My mother hates sash windows. Despite all her afternoon teas and scones, she remains quintessentially Italian and finds that ‘English windows,’ as she calls them, let the draught in.
‘They rattle and just don’t close properly,’ she moans, entirely oblivious to their traditional charm.
Thing is, culture shapes our property preferences. Beyond sash windows, you will never see an Italian settling happily for a lower-ground floor flat, separate hot and cold water taps or even carpeting.
‘Unhygienic,’ my mother dismisses it, wrinkling her nose as she explains that some otherwise unheard-of vacuum cleaning tests show how carpets remain dusty even after vacuuming the same spot four times.
Americans, by contrast, take issue with space?or lack thereof. Many estate agents have told me about American buyers looking puzzled at a master bedroom and saying:
‘Nice cupboard, but where is the bedroom?’
Unless they come from New York, of course, in which case they think the cupboard is the bedroom.
Despite a much-revered perception that they are more adaptable than foreigners, even British buyers have their soft spots and pet peeves. So what do they want from a country home? Large drawing rooms, according to John Young, a Director at Humberts.
‘At least 25′ X 25′,’ he says. ‘That’s in old money and is the way these things are described?never metric.’
They also ‘get very excited’ if they have a carriage driveway, a posh facade that is just visible from the road, a good view, water of some sort and a little wooded area. ‘Firewood for life,’ says Young.
And of course, good boarding schools, a Waitrose and a railway station with frequent service to London must all be nearby. And a pub, so long as its car park is well away from their home.
Pub car parks top British pet peeves, according to Young, along with busy roads, aeroplanes, neighbouring wind farms, abattoirs and chicken factories. Oh and cellars that flood regularly, he says, adding that ‘they mostly do, as it happens.’

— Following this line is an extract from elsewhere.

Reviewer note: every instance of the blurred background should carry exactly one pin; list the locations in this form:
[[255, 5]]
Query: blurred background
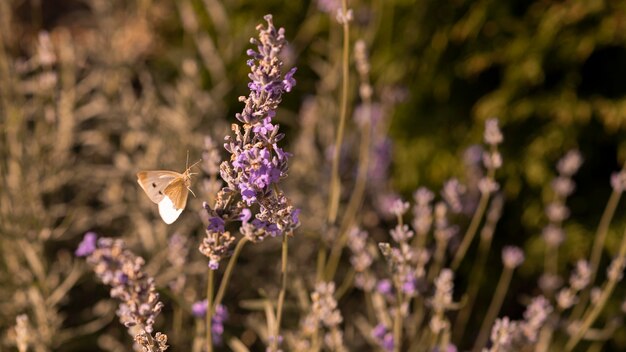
[[92, 91]]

So far, so international. I don’t think buyers of any nationality would particularly want to see their precious bottles of claret swallowed in the knee-deep mud left behind by an overflowing rainstorm.
But never fear, British quirks are alive and well. High up among national dislikes are ‘over-swanky bathrooms with too many mirrors,’ according to Young.
In other words, the very same bathrooms that would send my mother and her fellow Italians all gooey-eyed and gaga.